Comme vous le savez déjà, le gouvernement intervient afin de favoriser la conservation des ressources et la protection de l'environnement. Je vais donc m'assurer que les nouvelles normes qui entreront en vigueur permettront de concilier le développement des entreprises, la protection de l'environnement et la coexistence harmonieuse sur le territoire; en un mot: le bon voisinage.

En terminant, je m'engage à m'assurer que les nouvelles règles du jeu soient réalistes, car il serait inopportun que des contraintes abusives empêchent le développement du secteur agricole dans le contexte actuel. Merci, M. le Président.

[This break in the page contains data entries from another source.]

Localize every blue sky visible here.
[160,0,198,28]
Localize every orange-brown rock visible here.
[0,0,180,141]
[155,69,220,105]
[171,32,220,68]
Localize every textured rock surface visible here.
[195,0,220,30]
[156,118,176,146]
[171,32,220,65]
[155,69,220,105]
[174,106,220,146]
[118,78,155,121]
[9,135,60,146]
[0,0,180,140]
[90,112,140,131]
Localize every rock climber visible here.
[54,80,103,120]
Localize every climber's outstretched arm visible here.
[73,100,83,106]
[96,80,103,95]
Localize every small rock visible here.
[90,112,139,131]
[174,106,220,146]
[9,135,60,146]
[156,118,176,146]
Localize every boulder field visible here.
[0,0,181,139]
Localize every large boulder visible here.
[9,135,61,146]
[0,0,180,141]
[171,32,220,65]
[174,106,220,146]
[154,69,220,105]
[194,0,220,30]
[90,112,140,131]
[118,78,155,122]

Le Président (M. Vallières): Bien. Alors, c'est suivi du ministre des Affaires municipales. M. le ministre.


M. Rémy Trudel

M. Trudel: Merci, M. le Président. En saluant également, d'entrée de jeu, nos collègues qui sont de nouveaux secteurs pour lesquels ils sont porte-parole, le député des Îles-de-la-Madeleine en agriculture, M. le député de Laurier-Dorion en environnement. Aux Affaires municipales on aura toujours le même vis-à-vis, à moins qu'il y ait des changements de dernière minute qui se produisent, on a vu ça à quelques endroits. Et, également, au niveau de l'environnement, c'est le même porte-parole que nous avions, M. le député d'Orford. C'est changé? C'est qui? Ah! C'est M. Sirros, c'est vrai, en environnement.

Alors, oui, effectivement, nous nous retrouvons ce matin, à l'ouverture de cette commission parlementaire, pour entendre différents groupes à l'égard du mandat que nous nous étions donné en quelque sorte – et vous en avez rappelé les principaux paramètres, M. le Président – au moment de l'adoption de la loi n° 23 et des éléments qu'il y avait à compléter à l'égard de l'application de cette loi. Et c'est le 5 mars dernier que le Conseil des ministres s'engageait à permettre l'entrée en vigueur de la Loi modifiant la Loi sur la protection du territoire agricole et d'autres dispositions législatives afin de favoriser la protection des activités agricoles.

L'entrée en vigueur de cette loi, par décision du Conseil des ministres, se fera au plus tard le 20 juin prochain, c'est-à-dire conformément à l'engagement que nous avions pris d'abord, après 18 ans de discussion, d'adopter une loi sur le droit de produire et l'occupation harmonieuse du territoire et le développement du territoire agricole et, d'autre part, à l'intérieur d'une année de procéder à l'adoption des règlements, des orientations nécessaires pour l'application pleine et entière de cette loi sur la protection des activités agricoles et sur le droit de produire.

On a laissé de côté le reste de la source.